"Garbage Safari" - Philly's 2014 #DigitalFringe
A menagerie of junk elephants by Christine Stoddard, featuring the first two stanzas from the poem, "The Elephant," by Carlos Drummond de Andrade (1902-1987, Brazilian).
I create an elephant/of my scarce resources./Some pieces of wood/taken of old furniture/might keep him straight.
And I fill him up with cotton,/silk and sweetness./The glue will fast/ his saggy ears.
The trunk curls/and it is the happiest part/of his architecture.
But there are also the tusks,/made of such a pure material/that I can not duplicate.
Such a white this richness/exposed in the circus/without loss or corruption.
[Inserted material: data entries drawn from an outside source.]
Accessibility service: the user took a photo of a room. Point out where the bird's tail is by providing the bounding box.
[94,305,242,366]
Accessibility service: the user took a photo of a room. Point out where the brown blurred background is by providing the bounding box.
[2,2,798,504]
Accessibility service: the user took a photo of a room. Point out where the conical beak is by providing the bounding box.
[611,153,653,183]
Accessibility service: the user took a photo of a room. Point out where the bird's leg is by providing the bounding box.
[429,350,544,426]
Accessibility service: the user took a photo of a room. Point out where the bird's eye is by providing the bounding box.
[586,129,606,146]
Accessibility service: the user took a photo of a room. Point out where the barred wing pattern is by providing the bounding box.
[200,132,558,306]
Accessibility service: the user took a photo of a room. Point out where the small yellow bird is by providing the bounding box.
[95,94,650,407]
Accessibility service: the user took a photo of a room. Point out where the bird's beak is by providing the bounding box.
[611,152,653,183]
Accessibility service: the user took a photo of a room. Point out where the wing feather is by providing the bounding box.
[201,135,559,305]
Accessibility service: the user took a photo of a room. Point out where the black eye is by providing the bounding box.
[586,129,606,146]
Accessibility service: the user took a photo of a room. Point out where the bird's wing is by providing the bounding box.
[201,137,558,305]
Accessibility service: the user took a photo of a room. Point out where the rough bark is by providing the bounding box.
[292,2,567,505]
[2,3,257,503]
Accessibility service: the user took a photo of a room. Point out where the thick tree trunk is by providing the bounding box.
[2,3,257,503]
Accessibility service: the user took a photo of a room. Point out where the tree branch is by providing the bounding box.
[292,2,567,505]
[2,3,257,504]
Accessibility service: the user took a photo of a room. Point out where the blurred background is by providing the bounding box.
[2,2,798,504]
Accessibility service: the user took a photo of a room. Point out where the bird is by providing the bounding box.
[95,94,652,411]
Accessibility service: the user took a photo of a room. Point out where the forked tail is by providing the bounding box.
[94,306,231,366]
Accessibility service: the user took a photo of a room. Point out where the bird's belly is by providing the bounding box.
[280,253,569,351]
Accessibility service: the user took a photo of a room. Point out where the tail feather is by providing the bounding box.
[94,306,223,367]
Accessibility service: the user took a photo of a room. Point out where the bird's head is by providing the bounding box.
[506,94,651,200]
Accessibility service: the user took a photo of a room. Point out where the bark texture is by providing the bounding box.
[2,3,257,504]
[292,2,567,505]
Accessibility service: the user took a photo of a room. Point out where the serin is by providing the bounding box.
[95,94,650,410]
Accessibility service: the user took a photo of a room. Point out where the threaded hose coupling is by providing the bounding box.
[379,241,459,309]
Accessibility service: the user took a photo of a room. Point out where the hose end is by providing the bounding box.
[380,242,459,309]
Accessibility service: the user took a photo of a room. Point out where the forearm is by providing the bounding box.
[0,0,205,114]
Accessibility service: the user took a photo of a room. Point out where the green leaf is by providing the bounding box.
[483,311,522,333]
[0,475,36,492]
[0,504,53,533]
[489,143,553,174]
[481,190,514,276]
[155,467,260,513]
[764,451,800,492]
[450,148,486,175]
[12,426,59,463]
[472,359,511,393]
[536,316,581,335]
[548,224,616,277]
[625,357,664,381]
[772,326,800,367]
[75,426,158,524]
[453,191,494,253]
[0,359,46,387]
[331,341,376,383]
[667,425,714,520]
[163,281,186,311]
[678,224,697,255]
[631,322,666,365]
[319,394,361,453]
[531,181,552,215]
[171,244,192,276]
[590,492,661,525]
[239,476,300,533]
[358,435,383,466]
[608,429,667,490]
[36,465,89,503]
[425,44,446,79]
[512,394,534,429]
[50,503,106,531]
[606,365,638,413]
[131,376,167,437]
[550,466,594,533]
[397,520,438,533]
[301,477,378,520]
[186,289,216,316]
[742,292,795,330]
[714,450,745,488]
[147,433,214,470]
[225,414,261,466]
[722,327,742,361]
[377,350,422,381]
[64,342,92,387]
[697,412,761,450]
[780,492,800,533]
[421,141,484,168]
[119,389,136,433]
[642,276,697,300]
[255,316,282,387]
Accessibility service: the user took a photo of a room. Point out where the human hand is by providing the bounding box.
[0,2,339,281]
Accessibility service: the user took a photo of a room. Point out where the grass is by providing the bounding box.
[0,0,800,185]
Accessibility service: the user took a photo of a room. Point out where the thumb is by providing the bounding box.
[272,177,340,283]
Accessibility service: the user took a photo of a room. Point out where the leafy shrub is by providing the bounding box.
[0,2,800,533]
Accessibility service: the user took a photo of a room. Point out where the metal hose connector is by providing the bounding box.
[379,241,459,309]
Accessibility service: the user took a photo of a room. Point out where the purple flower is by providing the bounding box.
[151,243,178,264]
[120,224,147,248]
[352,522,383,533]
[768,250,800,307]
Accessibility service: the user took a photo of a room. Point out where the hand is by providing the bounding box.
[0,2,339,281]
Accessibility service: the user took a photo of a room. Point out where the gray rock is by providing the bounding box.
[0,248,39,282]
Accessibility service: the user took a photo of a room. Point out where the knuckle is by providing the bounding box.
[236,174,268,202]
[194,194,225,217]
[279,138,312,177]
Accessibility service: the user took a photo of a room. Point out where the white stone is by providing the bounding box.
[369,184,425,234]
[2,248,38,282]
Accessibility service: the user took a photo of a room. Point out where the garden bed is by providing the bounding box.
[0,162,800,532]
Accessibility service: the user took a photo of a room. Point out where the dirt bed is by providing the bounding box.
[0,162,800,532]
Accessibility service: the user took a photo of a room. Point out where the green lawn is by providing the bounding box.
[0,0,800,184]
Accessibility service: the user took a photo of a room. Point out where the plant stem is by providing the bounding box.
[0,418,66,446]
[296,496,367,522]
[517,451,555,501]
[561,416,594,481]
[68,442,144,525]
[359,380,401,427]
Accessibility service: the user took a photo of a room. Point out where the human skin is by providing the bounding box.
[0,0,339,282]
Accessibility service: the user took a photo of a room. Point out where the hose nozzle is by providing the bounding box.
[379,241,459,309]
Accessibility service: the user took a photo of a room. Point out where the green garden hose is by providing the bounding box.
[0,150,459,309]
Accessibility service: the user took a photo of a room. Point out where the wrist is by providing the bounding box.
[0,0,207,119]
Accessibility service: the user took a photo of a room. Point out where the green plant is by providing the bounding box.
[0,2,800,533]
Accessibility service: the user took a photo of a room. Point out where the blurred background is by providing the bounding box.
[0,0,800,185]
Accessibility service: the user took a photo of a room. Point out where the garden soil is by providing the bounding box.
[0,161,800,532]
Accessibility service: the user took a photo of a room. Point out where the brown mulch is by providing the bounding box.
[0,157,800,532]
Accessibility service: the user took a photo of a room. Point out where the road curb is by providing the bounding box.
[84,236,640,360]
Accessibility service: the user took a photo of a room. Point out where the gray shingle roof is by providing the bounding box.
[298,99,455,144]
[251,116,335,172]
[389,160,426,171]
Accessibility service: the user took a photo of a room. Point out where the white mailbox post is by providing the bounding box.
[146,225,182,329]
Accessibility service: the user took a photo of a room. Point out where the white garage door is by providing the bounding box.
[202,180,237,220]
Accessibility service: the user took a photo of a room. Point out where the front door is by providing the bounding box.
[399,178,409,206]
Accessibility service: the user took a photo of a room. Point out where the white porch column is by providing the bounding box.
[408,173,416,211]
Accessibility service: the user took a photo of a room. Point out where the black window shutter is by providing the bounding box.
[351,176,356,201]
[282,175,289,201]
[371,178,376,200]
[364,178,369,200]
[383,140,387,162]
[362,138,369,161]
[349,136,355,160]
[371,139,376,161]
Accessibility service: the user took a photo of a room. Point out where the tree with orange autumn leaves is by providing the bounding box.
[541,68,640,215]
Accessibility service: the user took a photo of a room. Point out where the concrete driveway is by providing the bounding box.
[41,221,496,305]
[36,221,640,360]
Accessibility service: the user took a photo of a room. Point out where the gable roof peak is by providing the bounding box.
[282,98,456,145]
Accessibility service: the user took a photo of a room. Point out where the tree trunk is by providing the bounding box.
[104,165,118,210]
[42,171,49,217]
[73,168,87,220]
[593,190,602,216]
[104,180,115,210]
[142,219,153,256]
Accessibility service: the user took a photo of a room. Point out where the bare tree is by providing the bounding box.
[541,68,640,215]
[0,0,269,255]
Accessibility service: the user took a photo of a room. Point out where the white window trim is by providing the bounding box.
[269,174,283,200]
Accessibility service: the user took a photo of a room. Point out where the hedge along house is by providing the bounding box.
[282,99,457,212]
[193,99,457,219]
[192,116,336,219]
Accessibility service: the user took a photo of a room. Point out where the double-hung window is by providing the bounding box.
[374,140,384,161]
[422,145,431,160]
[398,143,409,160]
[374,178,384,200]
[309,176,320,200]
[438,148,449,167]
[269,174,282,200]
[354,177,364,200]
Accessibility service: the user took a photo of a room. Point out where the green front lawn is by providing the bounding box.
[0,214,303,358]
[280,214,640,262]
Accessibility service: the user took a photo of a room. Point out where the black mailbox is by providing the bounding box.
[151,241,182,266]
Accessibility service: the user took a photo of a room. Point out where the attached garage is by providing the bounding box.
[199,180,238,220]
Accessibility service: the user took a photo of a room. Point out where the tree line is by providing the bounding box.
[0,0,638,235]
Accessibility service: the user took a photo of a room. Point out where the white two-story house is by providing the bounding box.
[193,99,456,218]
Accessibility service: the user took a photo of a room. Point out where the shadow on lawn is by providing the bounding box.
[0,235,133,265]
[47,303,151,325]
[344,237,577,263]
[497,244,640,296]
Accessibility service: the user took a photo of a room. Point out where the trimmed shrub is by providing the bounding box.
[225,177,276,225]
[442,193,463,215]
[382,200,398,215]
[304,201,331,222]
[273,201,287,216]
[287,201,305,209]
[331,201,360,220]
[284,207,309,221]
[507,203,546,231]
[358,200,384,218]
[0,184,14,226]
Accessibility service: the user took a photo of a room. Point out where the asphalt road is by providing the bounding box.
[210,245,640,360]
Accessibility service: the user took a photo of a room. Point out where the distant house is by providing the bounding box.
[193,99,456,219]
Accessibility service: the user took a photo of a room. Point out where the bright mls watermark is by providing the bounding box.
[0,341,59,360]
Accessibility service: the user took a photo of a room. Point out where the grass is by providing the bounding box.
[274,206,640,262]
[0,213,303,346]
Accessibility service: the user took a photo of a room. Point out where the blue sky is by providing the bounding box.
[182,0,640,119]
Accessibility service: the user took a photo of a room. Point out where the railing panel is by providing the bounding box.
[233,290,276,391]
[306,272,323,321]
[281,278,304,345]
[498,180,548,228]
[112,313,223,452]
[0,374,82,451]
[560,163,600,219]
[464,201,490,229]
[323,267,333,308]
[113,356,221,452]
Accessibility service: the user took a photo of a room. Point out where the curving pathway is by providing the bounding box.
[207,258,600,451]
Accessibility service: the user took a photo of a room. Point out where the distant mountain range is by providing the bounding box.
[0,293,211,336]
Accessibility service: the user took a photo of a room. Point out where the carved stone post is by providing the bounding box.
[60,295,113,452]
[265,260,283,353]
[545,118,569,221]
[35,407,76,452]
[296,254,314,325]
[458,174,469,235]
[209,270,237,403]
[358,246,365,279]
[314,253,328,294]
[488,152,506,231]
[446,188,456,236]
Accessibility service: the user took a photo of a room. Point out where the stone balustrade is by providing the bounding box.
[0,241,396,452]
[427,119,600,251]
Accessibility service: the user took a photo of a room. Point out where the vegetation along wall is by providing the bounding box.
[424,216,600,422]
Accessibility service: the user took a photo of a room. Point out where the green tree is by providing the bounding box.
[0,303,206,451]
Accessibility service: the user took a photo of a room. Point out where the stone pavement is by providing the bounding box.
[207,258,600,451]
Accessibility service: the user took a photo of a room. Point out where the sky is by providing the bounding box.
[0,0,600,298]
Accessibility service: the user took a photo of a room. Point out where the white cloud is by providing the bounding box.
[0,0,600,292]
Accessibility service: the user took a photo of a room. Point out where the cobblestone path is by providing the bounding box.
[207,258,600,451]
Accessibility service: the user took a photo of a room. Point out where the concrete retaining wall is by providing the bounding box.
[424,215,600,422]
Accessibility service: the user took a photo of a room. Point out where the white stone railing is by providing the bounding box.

And finally the eyes, where is held/the most fluid and permanent part of the elephant, disconnected of every fraud.
Here, my poor elephant,/ready to leave/and search for friends/in a world already tired
that no longer believes in animals/and doubts things.
Here he is, puissant and/fragile mass, winnows himself/and moves slow/his sewed skin/where flowers of cloth
and clouds are allusions/to a more poetic world/where love retakes the natural forms.
//There goes my elephant/through a crowded street,/but they do not want to see him/even not to laugh
at his tail, which might/leave him walking alone./He is all grace, although/his legs are not of much help
and his big belly/threatens to fall off/at the slightest touch./He shows with elegance/his minimal life,
and in town, /there is no soul willing /to take from that sensitive body
his fugacious image,/the clumsy steps,/yet hungry and touching.